Sports curses have been blamed on everything from goats and a player’s on-field blunder to unspoken building code violations. So putting Cincinnati’s sports problems on the scandalous escapades of the city’s biggest homegrown superstar seems completely reasonable. Or at least reasonable enough to be the cause of an alleged “curse.”
But there is hope. While local sports fans might feel particularly lonely right now (“Why does this only happen to us!?”), the sports curse is a global phenomenon. Cincinnati is far from alone in the entire-city curse, and many of those cities have seen them reversed in recent years. Cleveland and Houston ended their championship droughts in 2016 and 2017, respectively. Philadelphia’s curse — the city’s teams hadn’t won a championship since the 76ers swept the NBA Finals in 1983 — was alleged to be the curse of William Penn. Fans believed that when a verbal agreement to not construct any buildings higher than the statute of Penn atop city hall was broken in 1987, the curse kicked in. But the Eagles broke the curse with this year’s Super Bowl.
Surely you’re asking yourself — what can Cincinnati do to see our sports curse reversed? It hard to say, definitively, as the media and fans seem to forget about curses once they are broken, so finding the flashpoint for the breaking is difficult. And since logical solutions like fans cheering louder and me not sending that text are not working, it’s anyone’s guess. But here are a few suggestions. Having seen several movies about curses and hexes and magic in my life (Big, The Craft, Leprechaun 3), I am an expert on the topic, so one or a combination of these will definitely work.
• Some sort of statement or gesture from Pete Rose himself. Is Pete Rose a man-witch? In his anger and frustration over the lifetime ban from baseball and its hall of fame, did Pete put a hex on Cincinnati sports? Can he reverse it? I bet for $100 he’d be willing to write on a baseball, “I take back my 1991 curse of Cincinnati sports teams.” Keep an eye out for his next autograph signing. If enough of us do that, it should do the trick.
• Get Pete Rose into the Hall of Fame. If a campaign can be devised to get Donald Trump elected to the highest office in the land, with the help of some evil geniuses, getting Pete into the Hall can’t be that hard, right? Let’s rig Facebook or get some help from Russian operatives to put serious pressure on the Hall of Fame’s members and the baseball writers who elect them.

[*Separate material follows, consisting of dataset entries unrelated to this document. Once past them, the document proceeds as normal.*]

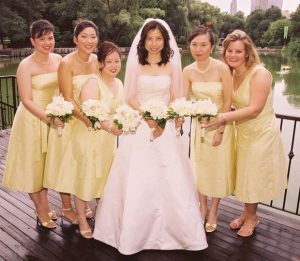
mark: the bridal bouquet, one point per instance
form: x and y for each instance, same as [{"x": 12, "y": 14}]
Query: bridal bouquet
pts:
[
  {"x": 180, "y": 108},
  {"x": 157, "y": 111},
  {"x": 204, "y": 110},
  {"x": 61, "y": 109},
  {"x": 127, "y": 119},
  {"x": 97, "y": 111}
]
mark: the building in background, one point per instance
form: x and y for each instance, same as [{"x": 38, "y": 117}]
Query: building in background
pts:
[{"x": 233, "y": 7}]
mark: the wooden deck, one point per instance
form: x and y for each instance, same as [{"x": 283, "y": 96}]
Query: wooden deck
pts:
[{"x": 276, "y": 238}]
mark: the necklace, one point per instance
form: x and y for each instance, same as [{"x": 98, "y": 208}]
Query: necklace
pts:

• A tasteful sacrifice. Do not try to hurt Pete Rose! Despite his faults, many Cincinnatians love him and want what’s best for him. So instead, perhaps some sort of other sacrifice would unlock the curse. Burning effigies has monstrous connotations — as do en-masse bonfire burnings — so maybe it could be something as simple as breaking an item of Rose memorabilia, forsaking its questionable future value for the sake of Cincinnati sports as a whole. A sacrifice to the sports gods. Rip out a few pages of My Prison Without Bars. Put a very moist beverage on that cardboard coaster you got Pete to sign at his Perkins-style restaurant back in the day. Get Chris Sabo to sign his name overtop of Pete’s on that autographed baseball you paid $100 for. Let’s pick a day and everyone do it all at once — Feb. 4 might work. Or Jan. 4 (aka 1/4, for Pete’s jersey number)?
• A sports-wide acknowledgement of the curse. On Opening Day, at the first Bengals game of 2018, at the start of next year’s college basketball season and maybe even when/if FC Cincinnati gets their new soccer stadium built, every team should have a “Reverse the Pete Rose Curse Day.” Make some t-shirts. Shoot them into the crowd. Hold a ceremony. Invite Pete to all of the ceremonies. Let the crowds chant “PEEEEEEETE,” followed by “STTTOOOPPPPP IIIIITTTT.” Bam — no more curse. (Maybe?)
• Ride it out. Besides arguing on sports talk radio and quietly crying in bed at night, no one did anything to break the curses in Cleveland or Philadelphia. Baseball season starts soon. The Bengals 2018 campaign begins in about seven months. And we’re about 365 days from the start of the 2019 NCAA basketball tournament. Just hold tight. Maybe this calling-out of the Pete Rose curse will finally put an end to it. Fingers crossed.